CAN THE COMMON MAN COME BACK?

Beneath it all there is a more fundamental ambivalence, not only about the young, but about institutions--the schools, the churches, the Establishment--and about the future itself. In the major cities of the East (though perhaps not in the West) there is a sense that time is against you, that one is living "in one of the few decent neighborhoods left," that "if I can get $125 a week upstate (or downstate) I'll move." The institutions that were supposed to mediate social change and which, more than ever, are becoming priesthoods of information and conglomerates of social engineers, are increasingly suspect....

Perhaps, in some measure, it has always been this way. Perhaps none of this is new. And perhaps it is also true that the American lower middle has never had it so good. And yet surely there is a difference, and that is that the common man has lost his visibility and, somehow, his claim on public attention....

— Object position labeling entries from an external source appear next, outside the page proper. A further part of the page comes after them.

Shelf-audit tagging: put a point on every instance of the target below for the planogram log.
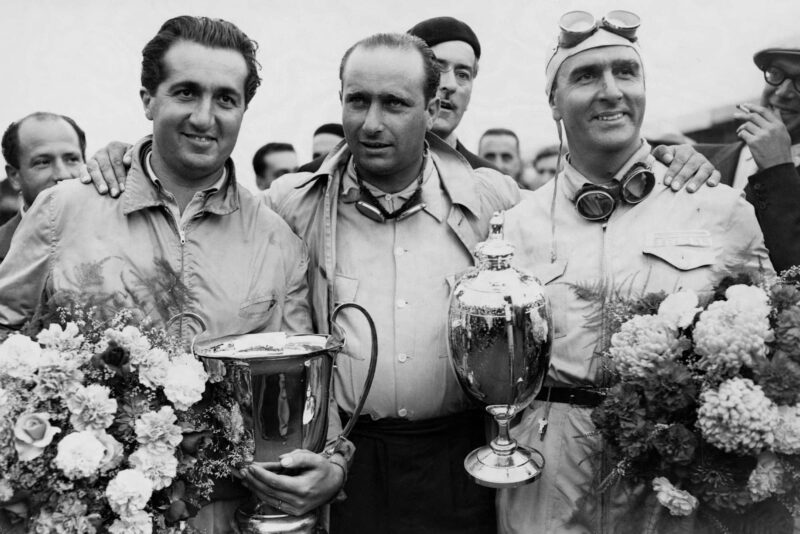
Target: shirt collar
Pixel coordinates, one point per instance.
(431, 188)
(142, 192)
(573, 180)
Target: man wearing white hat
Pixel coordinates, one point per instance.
(766, 163)
(608, 224)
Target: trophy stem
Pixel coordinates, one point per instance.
(503, 463)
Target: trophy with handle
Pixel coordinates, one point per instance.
(500, 335)
(283, 386)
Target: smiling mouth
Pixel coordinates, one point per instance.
(202, 139)
(609, 117)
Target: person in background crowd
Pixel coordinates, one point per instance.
(183, 217)
(325, 138)
(40, 150)
(608, 222)
(500, 146)
(766, 163)
(272, 161)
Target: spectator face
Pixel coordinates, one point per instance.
(601, 98)
(784, 99)
(276, 165)
(50, 151)
(196, 111)
(385, 113)
(322, 143)
(503, 152)
(457, 60)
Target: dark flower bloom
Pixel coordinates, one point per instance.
(115, 358)
(676, 444)
(779, 378)
(787, 332)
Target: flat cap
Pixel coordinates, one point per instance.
(442, 29)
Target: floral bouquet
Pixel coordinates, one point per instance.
(104, 428)
(706, 407)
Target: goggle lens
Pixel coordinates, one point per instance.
(595, 205)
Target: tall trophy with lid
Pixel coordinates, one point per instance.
(500, 334)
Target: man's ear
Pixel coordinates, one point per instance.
(13, 178)
(432, 110)
(553, 107)
(147, 102)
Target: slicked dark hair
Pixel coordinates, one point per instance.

There are recent indications that the white lower middle class is coming back on the roster of public priorities. Pucinski tells you that liberals in Congress are privately discussing the pressure from the middle class. There are proposals now to increase personal income-tax exemptions from $600 to $1,000 (or $1,200) for each dependent, to protect all expenses, and to put a floor under all incomes. Yet these things by themselves are insufficient. Nothing is sufficient without a national sense of restoration. What Pucinski means by the middle class has, in some measure, has always been represented. A physician earning $75,000 a year is also a working man but he is hardly a victim of the welfare system. Nor, by and large, are the stockholders of the Standard Oil Company or U.S. Steel. The fact that American ideals have often been corrupted in the cause of self-aggrandizement does not make them any less important for the cause of social reform and justice....

The issue, finally, is not the program but the vision, the angle of view. A huge constituency may be coming up for grabs, and there is considerable evidence that its political mobility is more sensitive than anyone can imagine, that all the sociological determinants are not as significant as the simple facts of concern and leadership. When Robert Kennedy was killed last year, thousands of working-class people who had expected to vote for him--if not hundreds of thousands--shifted their loyalties to Wallace. A man who can change from a progressive democrat into a bigot overnight deserves attention.